No one NEEDS high capacity storage.
In 1981 a 10MB was a big deal. And big bucks.
I paid around that much for an external. This was before the AT came out.
Honestly, I think I could make do with $64,000. (I just don’t know the answer to the question.)
“I don’t want an “enormous” 2 TB USB Drive! I want a teensy-weensy one that will fit, e.g., into my breast pocket.”
ROFL! I was thinking the same thing.
“Microsoft is working on the 1.5 terabyte version of windows as we speak.”
That’s just the command line version. If you want graphics, it’s over 1 petabyte now.

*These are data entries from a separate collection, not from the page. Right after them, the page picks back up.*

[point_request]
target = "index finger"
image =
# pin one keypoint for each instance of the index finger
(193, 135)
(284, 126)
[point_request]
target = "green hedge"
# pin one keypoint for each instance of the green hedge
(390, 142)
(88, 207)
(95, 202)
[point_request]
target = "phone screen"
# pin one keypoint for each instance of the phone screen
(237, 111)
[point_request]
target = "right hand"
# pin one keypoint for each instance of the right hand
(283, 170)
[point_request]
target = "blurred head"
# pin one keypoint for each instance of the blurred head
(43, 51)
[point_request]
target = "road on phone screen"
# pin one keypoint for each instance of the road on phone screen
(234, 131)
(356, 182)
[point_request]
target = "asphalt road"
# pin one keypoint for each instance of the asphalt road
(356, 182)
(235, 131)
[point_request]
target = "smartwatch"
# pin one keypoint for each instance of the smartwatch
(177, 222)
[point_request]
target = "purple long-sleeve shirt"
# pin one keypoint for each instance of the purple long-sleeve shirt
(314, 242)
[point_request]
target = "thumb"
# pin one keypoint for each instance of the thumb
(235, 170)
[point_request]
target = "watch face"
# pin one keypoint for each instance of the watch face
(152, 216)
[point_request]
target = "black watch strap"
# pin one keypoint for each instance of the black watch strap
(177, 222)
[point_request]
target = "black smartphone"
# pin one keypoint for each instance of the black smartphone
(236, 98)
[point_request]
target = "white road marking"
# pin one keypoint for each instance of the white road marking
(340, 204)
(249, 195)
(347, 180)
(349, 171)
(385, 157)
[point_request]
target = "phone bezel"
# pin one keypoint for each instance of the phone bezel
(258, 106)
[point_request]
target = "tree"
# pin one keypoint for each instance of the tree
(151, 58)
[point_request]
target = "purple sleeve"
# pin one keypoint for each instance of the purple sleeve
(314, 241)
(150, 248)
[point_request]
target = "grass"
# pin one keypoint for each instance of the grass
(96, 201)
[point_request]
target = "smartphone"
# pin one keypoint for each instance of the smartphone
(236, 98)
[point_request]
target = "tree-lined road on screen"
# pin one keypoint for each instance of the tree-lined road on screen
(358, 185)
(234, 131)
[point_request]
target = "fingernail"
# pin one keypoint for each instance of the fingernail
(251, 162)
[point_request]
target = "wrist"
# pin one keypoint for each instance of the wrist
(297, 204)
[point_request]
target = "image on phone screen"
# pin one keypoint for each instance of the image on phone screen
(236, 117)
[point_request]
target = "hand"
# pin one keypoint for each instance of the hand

“You mean 10Gb drive right? In 1990 a 500Mb hard drive was a big deal.”
The PC I bought in January 1990 had a 48MB hard drive. When I killed it a few years later (1994) I replaced it with a 270MB hard drive because they had just broken the $1/MB price barrier.
Glad you asked!
I’m working on a video documentary from scratch. The base material contains gobs of home videos and stills, I mean lots of them. Then there are CAD drawings, word docs and spread sheets.
It all comes together with a multi part video.
To prove copyright, I’m not deleting any trial efforts, which are in the multitudes.
It boils down to what others have just said, photography can be a real hard drive hog.
I happened to see this thing yesterday in an article from the CES.
What a joke. It’s probably 40-50X the physical size of my newest 128 GB USB drive (which is barely larger than the USB connector itself). So, color me unimpressed.
But, this thread has some fun posts. So, thanks!